Er war überraschend anders, als ich erwartet habe. Allerdings habe ich mir mittlerweile sagen lassen, dass die Fälle einiger Ermittler auch experimentierfreudiger sind, als eher klassischere Fälle alteingesessener Teams. Der Einzel-Kommissar Murot ist wohl einer jener Tatort-Subs, die sich mehr aus dem Fenster lehnen.

Worum geht es? Ein bolivianischer Drogenbaron kommt nach Wiesbaden und prompt wird sein Empfangskommando – die 3 Söhne eines beheimateten Gangsterbosses – über den Haufen geschossen. Wer denkt hier würde es nun um Drogenkartelle und ihre Feindseligkeiten gehen, der irrt jedoch. Denn der Neuankömmling Richard Harloff ist ein alter Bekannter von Murot, der mit ihm zur Polizeischule ging, allerdings entlassen wurde, weil ihn zwei Mitschüler verpetzt haben. Es ist also ein persönlich motivierter Racheplan, den Harloff hier souverän verfolgt, um sowohl jene aus dem Weg zu räumen, aber auch sich an den ehemals besten Kumpel Murot zu rächen, wofür genau ist nur zunächst nicht wirklich klar.

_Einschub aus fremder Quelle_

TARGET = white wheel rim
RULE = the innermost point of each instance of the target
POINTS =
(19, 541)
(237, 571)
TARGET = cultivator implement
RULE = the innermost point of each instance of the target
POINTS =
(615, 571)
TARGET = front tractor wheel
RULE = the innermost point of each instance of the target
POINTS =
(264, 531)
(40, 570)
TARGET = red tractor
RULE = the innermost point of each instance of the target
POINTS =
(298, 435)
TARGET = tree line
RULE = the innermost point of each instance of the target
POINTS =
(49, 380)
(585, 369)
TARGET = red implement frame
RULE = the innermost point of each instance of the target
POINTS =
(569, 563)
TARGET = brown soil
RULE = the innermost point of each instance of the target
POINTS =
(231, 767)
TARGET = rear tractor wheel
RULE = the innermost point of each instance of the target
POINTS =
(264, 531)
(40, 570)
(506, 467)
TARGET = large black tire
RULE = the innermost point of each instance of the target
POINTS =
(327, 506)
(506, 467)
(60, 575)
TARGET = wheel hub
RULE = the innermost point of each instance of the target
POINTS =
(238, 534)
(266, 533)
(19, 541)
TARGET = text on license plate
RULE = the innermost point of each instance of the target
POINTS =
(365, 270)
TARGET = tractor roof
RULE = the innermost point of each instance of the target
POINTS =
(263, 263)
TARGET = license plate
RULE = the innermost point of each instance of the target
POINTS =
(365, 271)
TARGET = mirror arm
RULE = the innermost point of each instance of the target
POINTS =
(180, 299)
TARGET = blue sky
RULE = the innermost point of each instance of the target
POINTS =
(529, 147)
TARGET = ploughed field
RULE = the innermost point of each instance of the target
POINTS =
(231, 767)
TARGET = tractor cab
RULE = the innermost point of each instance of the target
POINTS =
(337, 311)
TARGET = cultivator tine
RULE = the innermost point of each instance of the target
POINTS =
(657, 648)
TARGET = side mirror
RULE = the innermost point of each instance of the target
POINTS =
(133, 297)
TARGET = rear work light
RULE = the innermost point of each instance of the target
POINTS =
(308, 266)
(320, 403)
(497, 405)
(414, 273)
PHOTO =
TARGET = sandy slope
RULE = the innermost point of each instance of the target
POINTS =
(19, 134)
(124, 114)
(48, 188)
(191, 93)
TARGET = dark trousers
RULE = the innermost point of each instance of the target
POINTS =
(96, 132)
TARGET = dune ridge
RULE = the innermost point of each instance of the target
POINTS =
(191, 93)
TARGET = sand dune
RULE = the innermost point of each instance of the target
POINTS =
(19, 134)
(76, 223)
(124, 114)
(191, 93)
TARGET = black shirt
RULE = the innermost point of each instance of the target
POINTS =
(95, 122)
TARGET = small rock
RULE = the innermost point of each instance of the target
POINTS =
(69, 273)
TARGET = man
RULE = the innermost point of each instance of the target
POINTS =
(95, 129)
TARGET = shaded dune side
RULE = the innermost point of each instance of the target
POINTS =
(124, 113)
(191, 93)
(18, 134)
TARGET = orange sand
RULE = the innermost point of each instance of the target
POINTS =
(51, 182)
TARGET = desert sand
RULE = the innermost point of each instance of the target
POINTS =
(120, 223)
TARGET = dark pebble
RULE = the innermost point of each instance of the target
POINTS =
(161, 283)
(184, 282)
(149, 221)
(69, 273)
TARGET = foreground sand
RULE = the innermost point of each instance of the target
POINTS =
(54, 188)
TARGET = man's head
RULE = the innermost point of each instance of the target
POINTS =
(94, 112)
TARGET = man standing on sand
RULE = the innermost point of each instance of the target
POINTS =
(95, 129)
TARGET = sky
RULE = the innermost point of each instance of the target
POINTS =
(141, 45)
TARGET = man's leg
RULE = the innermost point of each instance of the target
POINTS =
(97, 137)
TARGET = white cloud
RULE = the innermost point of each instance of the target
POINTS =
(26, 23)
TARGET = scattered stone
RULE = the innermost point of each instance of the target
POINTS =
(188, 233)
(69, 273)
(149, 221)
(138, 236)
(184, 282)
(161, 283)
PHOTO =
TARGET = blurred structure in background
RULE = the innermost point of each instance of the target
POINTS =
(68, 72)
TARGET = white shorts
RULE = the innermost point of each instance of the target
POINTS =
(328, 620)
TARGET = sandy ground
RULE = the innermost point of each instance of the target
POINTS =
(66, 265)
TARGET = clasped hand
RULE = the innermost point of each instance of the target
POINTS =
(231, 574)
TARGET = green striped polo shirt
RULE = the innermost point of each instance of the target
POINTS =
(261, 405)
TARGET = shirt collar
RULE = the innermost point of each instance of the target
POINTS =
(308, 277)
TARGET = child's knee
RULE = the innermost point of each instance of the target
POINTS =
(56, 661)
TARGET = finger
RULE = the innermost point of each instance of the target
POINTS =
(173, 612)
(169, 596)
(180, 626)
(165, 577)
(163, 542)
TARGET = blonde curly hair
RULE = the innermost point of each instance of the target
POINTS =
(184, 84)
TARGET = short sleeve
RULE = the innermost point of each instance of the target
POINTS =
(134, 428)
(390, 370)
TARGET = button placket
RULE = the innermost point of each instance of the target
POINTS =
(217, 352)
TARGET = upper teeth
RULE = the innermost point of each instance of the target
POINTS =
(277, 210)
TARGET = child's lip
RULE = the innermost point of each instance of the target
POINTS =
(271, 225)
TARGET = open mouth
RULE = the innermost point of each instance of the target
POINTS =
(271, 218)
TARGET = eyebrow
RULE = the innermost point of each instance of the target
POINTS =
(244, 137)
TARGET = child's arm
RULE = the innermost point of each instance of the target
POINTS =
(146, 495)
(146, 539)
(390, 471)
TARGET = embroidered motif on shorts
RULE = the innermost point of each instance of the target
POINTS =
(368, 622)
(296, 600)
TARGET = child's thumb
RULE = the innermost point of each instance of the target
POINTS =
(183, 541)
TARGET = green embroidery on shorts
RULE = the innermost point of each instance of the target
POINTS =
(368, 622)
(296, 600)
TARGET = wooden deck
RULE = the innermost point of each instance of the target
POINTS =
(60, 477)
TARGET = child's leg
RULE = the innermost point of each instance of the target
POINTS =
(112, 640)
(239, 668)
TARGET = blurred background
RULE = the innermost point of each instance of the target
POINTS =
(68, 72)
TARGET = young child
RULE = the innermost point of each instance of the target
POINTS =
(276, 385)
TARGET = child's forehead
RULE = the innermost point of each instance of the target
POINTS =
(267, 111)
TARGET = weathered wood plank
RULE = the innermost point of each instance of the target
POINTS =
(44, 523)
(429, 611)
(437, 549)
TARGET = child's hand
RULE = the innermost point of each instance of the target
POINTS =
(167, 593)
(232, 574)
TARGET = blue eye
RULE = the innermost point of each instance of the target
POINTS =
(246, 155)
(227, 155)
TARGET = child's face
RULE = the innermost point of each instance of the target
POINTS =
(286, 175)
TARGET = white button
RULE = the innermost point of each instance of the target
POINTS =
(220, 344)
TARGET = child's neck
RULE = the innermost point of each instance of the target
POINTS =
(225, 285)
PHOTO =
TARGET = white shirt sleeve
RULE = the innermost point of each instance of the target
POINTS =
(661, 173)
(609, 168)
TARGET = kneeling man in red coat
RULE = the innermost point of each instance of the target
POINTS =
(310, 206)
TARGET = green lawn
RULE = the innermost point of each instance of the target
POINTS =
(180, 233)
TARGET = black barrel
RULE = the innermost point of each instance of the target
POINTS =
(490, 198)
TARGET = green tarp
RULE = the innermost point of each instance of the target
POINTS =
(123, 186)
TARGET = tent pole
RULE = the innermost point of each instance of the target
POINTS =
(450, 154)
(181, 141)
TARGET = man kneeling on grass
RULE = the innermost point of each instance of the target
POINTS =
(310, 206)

Angeblich hat sich der Regisseur von Shakespeare-Stücken inspirieren lassen, und dies merkt man dem Tatort schon an. Schon alleine daran, dass es einen theatralischen Sprecher gibt, der zu Beginn, Ende und für den Einstieg in die Akte sogar auf die „Bühne“ tritt und dem Zuschauer ein wenig erzählt, was er aus dem Off auch den Rest des Filmes über macht. Ansonsten ist natürlich die Struktur an persönlicher Vendetta ob Missverständnisse und ungewollter Schadenszufügung sehr daran erinnernd, ganz besonders auch im tragischen Richard Harloff zu sehen, der ein unglaublich charismatischer Kerl ist und extrem geschickt und souverän alle auszuspielen weiß, aber bei dem sein Rachefeldzug-Tunnelblick zum eigenen Verderben führt. Und dann natürlich die hohe Anzahl an Toten, denn letztendlich stirbt fast jeder Charakter, den wir zu sehen bekommen, worauf auch am Ende noch mal der Film selbst aufmerksam macht, um sozusagen auch die vielen kleinen Rollen zu würdigen, die man über so 90 Minuten schon schnell wieder vergisst, wenn sie zur Filmmitte hin großflächig über den Haufen geschossen wurden.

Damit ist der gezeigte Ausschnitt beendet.